Treasurer of Ceylon
- In office 1 April 1899 – 4 December 1899
- Preceded by: Frederick Richard Saunders
- Succeeded by: Charles Edward Ducat Pennycuick

Mayor of Colombo
- In office October 1887 – November 1887
- Preceded by: George Thomas Michael O'Brien
- Succeeded by: H. H. Cameron

Personal details
- Born: 4 December 1845 Colombo, British Ceylon
- Died: 4 December 1899 (aged 54) Colombo, Ceylon
- Resting place: Colombo General Cemetery
- Spouse: Ellen Annie Norfor ​ ​(m. 1868, died)​
- Parent(s): George Lee, Martha née Austin
- Relatives: Henry Austin (brother); Gertrude Austin (sister)
- Profession: Civil servant

= Lionel Frederick Lee =

Lionel Frederick Lee (4 December 1845 – 4 December 1899), served as the Mayor of Colombo in 1887 and Treasurer of Ceylon in 1899.

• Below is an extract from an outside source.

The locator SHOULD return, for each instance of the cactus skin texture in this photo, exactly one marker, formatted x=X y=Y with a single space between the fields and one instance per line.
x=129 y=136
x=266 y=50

Lionel Frederick Lee was born 4 December 1845 in Colombo, British Ceylon, the eldest son of George Lee, the Postmaster General of Ceylon (1844–1860) and Martha née Austin.

He joined the Ceylon Civil Service in 1864, at age nineteen, and was the Superintendent of the Census in 1881 and 1891, whilst acting as Registrar-General. He served as District Judge in Kegalle, Tangalle, Galle, Matara and Jaffna; as Principal Collector of Customs; and Fiscal at Colombo and Kandy.

On 1 August 1868 he married Ellen Annie Norfor (1846–?), the fourth daughter of Robert Wright Norfor (1815–1864), the Commissioner of Stamps, Madras, and Amelia Wilhelmina Boxley, at the Holy Trinity Church St Sebastian Hill, Colombo.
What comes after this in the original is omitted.